We have also embraced self-management full force. Many people are skeptical when I share that we operate without a CEO. Yet this nimble structure means we constantly learn and iterate, re-organize adeptly, leverage the diverse talents of our team, and share responsibility and power. As a start-up, we have had our share of ups-and downs, and working through these challenges has not been easy, but it has made us resilient. At one point, we terminated our own contracts (yes, we fired ourselves) to balance the budget, and then, with a clean slate, re-arranged work priorities and roles to match our limited resources. We made an effort to work through these changes with respect and caring, which proved central to our survival. Today, we monitor risks and trust team members to meet shared agreements. Without traditional managers, we support each other through a stewarding system that assures that each team member has an ally to work through challenges, and our regular retreats contribute to the cadence of each year, creating space for reflection and planning as well as fun and renewal.

Loomio teams adapt quarterly to meet priorities.

Liberating structures and cultures are gaining visibility as a growing number of companies—including Spotify, Morningstar, Patagonia, Gore, and Zappos—adopt them. Social impact organizations are also testing new models designed to tighten feedback loops with users, strengthen employee engagement and creativity, and streamline work processes by leveraging technology tools. For example, Burrtzorg, a home-nursing company based in the Netherlands, is structured as a network of self-managed teams. In 2007, four nurses formed a self-managed team to serve patients better and maximize nurse autonomy. Today, the company has 1,000 self-managed teams serving 24 countries, has expanded services such as mental health, and is a sustainable enterprise. Its financial results are exceptional, as are its customer service standards and employee satisfaction.

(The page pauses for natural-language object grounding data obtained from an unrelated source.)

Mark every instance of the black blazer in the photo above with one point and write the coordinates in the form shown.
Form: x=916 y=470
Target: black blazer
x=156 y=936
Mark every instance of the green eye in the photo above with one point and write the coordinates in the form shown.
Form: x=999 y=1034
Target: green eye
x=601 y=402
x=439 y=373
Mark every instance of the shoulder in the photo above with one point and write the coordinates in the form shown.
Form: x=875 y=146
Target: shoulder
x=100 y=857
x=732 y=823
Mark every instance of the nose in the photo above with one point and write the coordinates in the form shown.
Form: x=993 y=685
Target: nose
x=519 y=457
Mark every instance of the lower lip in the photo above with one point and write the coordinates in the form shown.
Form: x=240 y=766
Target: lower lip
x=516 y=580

For Burrtzorg self-management has proven a viable model for sustainable growth and social impact. 

Another example is Namasté Solar, an employee-owned cooperative democratically co-owned by most of its 170 employees. Distributed leadership and decision-making have been vibrant throughout its 13 years of operation. Co-founder Blake Jones credits the company’s long-term success in the highly volatile and competitive solar market to its persistent commitment to adopt policies and practices that are aligned with its values. One example is sharing information transparently across the organization and holding open meetings, often called open-book management. Last year, the company started experimenting with self-management, forming autonomous work groups it calls circles. These functionally diverse teams aim to stay nimble amidst market turbulence. They pursue experiments to solve priority issues, conduct regular retrospectives to reflect and learn, and iterate to improve and adapt.

Each of these social purpose organizations is designing new approaches to how they operationalize their work in order to leverage the unique talents of their employees in service to the people they serve.

Given the challenges facing the social sector, we need to focus relentlessly to identify new approaches to solve problems. We need a bias toward fast prototyping and multiple iterations to create what users need. And we need to engage our people and support them to bring their best selves to work. The metaphor for today’s organization is a living system. If we scale learning, rather than efficiency, we will accelerate both what we do to solve the world’s problems and how we work together to improve faster.